Blocked Tags at Render Time

Even if a tag passes the policy check, the renderer blocks: script, style, iframe, object, embed, link, meta, base, form.

Blocked tags are rendered as: <div data-renderify-sanitized-tag="script"></div>

This render-time tag sanitization applies to the declarative RuntimeNode path. source.runtime: "preact" renders through Preact directly and should be treated as trusted source output instead of relying on RuntimeNode tag sanitization.

Attribute Sanitization

  • Event handlers — valid declarative bindings such as onClick: "increment" or onClick: { type: "increment", payload: {...} } become delegated RuntimeEvents and never become HTML attributes or evaluated code. Malformed/lowercase on* values are rejected or stripped. IR, security, and runtime share parseRuntimeEventBinding so validation and rendering use the same grammar.
  • URL validation — request-capable attributes such as href, src, srcset, ping, action, poster, legacy media attributes, and SVG functional IRIs reject active protocols and are checked against the security policy's network allowlist. The declarative renderer fails closed after template resolution: it emits only relative URLs plus mailto: and tel: on link attributes, so interpolated context or state cannot turn an attribute into a cross-origin request.
  • Style validation — inline style values are checked for XSS patterns:
    • expression()
    • javascript:
    • data: (non-image)
    • @import
    • url() (blocked in render layer for defense-in-depth)
    • CSS escape obfuscation patterns
    • Null byte injection

Link Safety

Links with target="_blank" automatically receive rel="noopener noreferrer" to prevent reverse tabnapping.

Environment Variables

# Security profile
RENDERIFY_SECURITY_PROFILE=strict|balanced|trusted|relaxed

# Runtime manifest enforcement
RENDERIFY_RUNTIME_ENFORCE_MANIFEST=true|false

# Sandbox mode
RENDERIFY_RUNTIME_BROWSER_SANDBOX_MODE=none|worker|iframe|shadowrealm
RENDERIFY_RUNTIME_BROWSER_SANDBOX_TIMEOUT_MS=4000
RENDERIFY_RUNTIME_BROWSER_SANDBOX_FAIL_CLOSED=true|false

JSPM-Only Strict Mode Preset

For production deployments that require deterministic supplier boundaries, enable:

RENDERIFY_RUNTIME_JSPM_ONLY_STRICT_MODE=true

This preset enforces:

  • security profile = strict
  • module manifest required for bare specifiers
  • integrity required for remote modules
  • dependency preflight fail-fast
  • fallback CDNs disabled (JSPM-only resolution path)

Programmatic Usage

import { DefaultSecurityChecker } from "@renderify/security";
import type { RuntimePlan } from "@renderify/ir";

const checker = new DefaultSecurityChecker();
checker.initialize({ profile: "balanced" });

const plan: RuntimePlan = {
  /* ... */
};
const result = await checker.checkPlan(plan);

if (!result.safe) {
  console.error("Security issues:", result.issues);
  console.error("Diagnostics:", result.diagnostics);
}

// Check a single module specifier
const moduleCheck = checker.checkModuleSpecifier("https://evil.com/script.js");
console.log(moduleCheck.safe); // false

Defense-in-Depth Layers

Layer Component Protection
1 Policy checker Validates plan structure, capabilities, modules, source
2 Runtime budgets Enforces import count, execution time, component limits
3 Module resolver Rejects Node.js builtins, file:// URLs, unknown schemes
4 Source analysis Static pattern matching for dangerous APIs
5 UI renderer XSS sanitization, attribute filtering, URL validation
6 Sandbox Optional Worker/iframe isolation for untrusted source

MCP Apps Offline Boundary

@renderify/mcp-app is intentionally narrower than the general runtime. It accepts only explicit runtime-plan/v1 element/text trees and rejects source, component nodes, imports, module manifests, network hosts, storage, timers, and non-standard execution profiles on both server and view sides.

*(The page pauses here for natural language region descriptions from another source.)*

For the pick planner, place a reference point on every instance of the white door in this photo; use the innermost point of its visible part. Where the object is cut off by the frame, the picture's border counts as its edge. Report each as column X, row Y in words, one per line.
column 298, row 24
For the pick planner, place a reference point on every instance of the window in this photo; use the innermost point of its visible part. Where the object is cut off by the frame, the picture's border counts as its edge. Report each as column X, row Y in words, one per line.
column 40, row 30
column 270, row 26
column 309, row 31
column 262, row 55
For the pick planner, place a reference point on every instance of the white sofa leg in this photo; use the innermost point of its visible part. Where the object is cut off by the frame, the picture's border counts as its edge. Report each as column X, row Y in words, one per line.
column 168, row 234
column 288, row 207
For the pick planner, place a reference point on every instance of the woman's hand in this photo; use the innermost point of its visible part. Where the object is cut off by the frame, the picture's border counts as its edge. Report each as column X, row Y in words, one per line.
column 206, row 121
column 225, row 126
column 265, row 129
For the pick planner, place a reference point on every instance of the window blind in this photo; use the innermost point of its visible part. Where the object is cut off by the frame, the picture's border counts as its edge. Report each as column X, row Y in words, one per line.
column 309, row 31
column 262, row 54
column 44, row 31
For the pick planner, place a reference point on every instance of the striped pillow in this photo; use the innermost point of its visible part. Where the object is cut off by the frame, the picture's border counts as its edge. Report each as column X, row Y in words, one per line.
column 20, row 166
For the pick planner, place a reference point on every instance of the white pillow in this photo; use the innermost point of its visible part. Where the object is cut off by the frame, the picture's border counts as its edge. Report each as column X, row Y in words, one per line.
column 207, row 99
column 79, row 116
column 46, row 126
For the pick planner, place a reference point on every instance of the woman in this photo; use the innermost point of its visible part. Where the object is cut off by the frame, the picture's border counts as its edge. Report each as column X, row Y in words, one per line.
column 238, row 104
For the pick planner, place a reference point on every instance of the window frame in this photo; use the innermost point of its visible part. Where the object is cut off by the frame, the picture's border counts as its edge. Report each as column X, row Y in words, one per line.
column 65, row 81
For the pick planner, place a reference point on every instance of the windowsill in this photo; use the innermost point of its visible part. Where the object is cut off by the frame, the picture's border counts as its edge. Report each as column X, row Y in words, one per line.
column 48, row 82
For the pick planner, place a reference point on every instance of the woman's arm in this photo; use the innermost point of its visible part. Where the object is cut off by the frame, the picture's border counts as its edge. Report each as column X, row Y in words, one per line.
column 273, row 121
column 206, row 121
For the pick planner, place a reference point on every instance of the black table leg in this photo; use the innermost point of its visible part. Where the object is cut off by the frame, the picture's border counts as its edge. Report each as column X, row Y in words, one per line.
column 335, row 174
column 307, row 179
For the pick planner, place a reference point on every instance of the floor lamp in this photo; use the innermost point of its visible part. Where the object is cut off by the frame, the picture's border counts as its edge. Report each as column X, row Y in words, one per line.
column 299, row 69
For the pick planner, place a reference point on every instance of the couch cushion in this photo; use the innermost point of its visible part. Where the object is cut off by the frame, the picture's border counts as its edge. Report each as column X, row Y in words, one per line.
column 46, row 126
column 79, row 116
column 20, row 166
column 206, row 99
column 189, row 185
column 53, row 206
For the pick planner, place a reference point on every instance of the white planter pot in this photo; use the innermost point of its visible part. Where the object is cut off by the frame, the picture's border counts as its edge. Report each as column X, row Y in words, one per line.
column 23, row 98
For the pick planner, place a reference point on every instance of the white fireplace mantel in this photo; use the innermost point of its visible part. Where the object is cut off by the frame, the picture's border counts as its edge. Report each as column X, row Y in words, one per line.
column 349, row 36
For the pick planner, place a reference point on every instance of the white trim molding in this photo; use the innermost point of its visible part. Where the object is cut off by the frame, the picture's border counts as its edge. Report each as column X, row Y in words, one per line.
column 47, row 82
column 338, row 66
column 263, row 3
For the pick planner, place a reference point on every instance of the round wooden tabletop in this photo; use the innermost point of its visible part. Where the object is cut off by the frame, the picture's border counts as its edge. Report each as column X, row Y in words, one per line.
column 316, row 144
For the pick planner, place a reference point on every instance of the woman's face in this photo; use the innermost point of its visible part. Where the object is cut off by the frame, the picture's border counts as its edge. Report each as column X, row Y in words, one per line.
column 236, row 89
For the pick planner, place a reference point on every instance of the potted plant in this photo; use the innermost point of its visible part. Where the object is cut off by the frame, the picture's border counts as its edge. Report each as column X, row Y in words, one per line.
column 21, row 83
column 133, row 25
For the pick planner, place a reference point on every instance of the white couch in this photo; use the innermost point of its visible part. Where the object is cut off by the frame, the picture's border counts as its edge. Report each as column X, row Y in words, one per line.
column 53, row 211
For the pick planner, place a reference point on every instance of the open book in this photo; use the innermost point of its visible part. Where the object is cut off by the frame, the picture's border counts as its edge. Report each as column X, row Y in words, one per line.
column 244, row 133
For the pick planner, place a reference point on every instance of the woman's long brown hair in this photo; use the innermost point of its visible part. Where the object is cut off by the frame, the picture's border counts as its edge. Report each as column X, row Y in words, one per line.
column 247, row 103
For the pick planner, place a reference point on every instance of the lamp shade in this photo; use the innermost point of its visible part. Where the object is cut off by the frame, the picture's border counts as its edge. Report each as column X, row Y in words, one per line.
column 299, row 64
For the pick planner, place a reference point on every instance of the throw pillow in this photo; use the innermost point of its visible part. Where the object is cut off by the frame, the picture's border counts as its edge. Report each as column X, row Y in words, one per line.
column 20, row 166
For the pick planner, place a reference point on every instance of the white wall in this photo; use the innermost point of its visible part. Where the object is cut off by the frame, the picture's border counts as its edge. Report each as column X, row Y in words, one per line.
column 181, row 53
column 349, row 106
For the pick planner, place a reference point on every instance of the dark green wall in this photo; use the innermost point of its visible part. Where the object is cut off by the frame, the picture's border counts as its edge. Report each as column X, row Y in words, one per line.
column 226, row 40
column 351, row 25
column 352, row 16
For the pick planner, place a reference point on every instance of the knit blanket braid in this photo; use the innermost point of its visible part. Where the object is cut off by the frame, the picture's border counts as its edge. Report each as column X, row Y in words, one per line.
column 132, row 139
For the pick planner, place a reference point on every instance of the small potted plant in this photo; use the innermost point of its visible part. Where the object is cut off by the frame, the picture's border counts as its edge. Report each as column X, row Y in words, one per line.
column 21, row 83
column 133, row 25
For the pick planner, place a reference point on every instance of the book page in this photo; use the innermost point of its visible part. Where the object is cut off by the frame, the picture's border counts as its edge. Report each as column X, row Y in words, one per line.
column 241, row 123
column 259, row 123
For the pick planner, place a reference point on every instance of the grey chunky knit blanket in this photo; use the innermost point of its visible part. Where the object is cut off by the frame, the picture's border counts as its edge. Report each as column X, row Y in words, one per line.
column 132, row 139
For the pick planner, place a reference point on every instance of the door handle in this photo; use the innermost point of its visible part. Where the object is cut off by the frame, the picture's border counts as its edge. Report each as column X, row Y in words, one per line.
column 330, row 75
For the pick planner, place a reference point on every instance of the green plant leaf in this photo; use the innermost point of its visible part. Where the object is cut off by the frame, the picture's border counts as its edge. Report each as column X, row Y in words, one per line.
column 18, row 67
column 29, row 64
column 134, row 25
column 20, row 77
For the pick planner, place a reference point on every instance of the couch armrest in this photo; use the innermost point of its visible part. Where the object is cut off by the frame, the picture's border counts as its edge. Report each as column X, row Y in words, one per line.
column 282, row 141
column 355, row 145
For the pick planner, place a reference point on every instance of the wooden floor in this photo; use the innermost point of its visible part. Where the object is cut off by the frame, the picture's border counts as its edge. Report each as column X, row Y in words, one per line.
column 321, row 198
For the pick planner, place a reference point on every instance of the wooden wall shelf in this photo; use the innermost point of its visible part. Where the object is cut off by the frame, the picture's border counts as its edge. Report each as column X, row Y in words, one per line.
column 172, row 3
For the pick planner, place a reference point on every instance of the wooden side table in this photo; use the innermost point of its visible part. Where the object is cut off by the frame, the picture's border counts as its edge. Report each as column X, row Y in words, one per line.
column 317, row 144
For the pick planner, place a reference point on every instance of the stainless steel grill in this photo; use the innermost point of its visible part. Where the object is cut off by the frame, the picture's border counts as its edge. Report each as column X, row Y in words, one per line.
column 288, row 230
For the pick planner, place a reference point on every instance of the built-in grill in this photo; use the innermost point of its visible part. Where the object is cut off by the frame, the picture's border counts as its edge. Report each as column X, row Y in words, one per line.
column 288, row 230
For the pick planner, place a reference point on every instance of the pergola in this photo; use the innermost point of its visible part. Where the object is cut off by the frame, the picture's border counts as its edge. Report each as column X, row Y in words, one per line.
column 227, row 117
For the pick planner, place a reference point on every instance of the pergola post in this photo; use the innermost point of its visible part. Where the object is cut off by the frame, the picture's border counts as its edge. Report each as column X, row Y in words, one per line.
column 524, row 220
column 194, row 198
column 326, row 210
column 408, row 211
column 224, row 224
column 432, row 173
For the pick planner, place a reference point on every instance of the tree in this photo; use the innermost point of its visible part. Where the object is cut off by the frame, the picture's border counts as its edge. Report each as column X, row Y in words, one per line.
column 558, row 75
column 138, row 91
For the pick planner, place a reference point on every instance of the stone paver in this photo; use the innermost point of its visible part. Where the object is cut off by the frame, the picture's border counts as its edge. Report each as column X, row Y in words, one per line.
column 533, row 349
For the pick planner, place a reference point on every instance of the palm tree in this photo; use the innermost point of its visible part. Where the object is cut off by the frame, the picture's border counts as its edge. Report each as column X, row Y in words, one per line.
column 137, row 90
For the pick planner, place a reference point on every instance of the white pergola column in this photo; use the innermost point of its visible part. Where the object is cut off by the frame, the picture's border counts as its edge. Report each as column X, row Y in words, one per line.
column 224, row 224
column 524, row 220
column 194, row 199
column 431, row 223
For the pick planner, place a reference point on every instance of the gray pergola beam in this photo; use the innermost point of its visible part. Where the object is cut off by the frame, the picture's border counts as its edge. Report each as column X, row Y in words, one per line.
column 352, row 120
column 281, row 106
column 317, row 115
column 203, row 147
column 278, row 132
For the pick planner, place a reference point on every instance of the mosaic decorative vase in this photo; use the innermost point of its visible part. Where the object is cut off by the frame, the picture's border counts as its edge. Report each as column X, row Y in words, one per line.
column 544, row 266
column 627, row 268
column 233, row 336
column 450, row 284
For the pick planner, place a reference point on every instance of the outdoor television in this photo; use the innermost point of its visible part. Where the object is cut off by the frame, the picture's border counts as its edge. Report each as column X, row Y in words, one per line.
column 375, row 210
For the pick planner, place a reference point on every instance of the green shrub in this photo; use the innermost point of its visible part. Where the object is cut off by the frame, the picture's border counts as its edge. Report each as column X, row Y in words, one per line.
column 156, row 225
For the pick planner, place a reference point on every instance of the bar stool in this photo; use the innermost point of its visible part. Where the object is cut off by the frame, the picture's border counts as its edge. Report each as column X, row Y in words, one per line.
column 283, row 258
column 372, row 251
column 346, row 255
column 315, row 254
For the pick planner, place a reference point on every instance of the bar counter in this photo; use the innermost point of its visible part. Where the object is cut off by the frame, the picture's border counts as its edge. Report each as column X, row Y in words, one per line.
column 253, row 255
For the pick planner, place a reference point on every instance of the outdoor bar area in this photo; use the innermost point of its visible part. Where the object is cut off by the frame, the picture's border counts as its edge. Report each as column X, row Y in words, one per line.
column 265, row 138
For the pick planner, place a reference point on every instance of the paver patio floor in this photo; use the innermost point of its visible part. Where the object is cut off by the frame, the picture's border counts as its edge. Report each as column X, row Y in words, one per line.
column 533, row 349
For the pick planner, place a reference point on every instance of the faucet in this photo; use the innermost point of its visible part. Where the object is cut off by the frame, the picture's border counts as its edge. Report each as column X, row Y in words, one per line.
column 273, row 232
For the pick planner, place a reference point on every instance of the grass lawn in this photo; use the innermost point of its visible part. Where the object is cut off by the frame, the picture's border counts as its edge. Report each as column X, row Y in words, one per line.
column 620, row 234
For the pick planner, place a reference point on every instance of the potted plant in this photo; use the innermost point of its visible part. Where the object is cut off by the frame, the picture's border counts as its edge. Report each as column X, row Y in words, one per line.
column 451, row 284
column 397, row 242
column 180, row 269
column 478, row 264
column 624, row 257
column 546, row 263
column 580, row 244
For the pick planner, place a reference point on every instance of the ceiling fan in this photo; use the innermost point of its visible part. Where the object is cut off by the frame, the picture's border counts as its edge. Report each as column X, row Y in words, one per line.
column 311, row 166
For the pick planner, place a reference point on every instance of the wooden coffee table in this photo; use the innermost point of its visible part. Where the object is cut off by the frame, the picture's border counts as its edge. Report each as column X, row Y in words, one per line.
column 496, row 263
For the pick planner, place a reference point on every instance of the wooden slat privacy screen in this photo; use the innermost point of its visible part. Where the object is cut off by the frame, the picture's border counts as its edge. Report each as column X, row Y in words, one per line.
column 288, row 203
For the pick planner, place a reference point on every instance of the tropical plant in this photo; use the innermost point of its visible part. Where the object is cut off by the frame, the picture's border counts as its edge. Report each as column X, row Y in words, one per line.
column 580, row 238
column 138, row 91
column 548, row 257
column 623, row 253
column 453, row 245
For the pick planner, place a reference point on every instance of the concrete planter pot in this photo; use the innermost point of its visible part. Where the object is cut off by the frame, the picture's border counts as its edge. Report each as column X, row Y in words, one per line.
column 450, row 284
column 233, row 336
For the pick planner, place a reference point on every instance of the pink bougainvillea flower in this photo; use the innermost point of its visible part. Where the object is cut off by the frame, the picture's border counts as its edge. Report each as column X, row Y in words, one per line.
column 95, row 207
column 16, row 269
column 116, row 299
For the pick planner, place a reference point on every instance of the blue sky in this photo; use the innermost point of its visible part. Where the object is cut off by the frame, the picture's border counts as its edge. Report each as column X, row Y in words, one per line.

The generated resource uses hashed inline scripts, no unsafe-eval, no script unsafe-inline, no external MCP resource/connect/frame domains, and no browser permissions. The official PostMessageTransport validates that messages come from window.parent; app-to-server tool calls additionally require an exact local allowlist and host capability.

These controls do not authorize server tools and cannot force a host to create a strong outer iframe sandbox. See the feature specification and threat model for the complete contract and residual risk.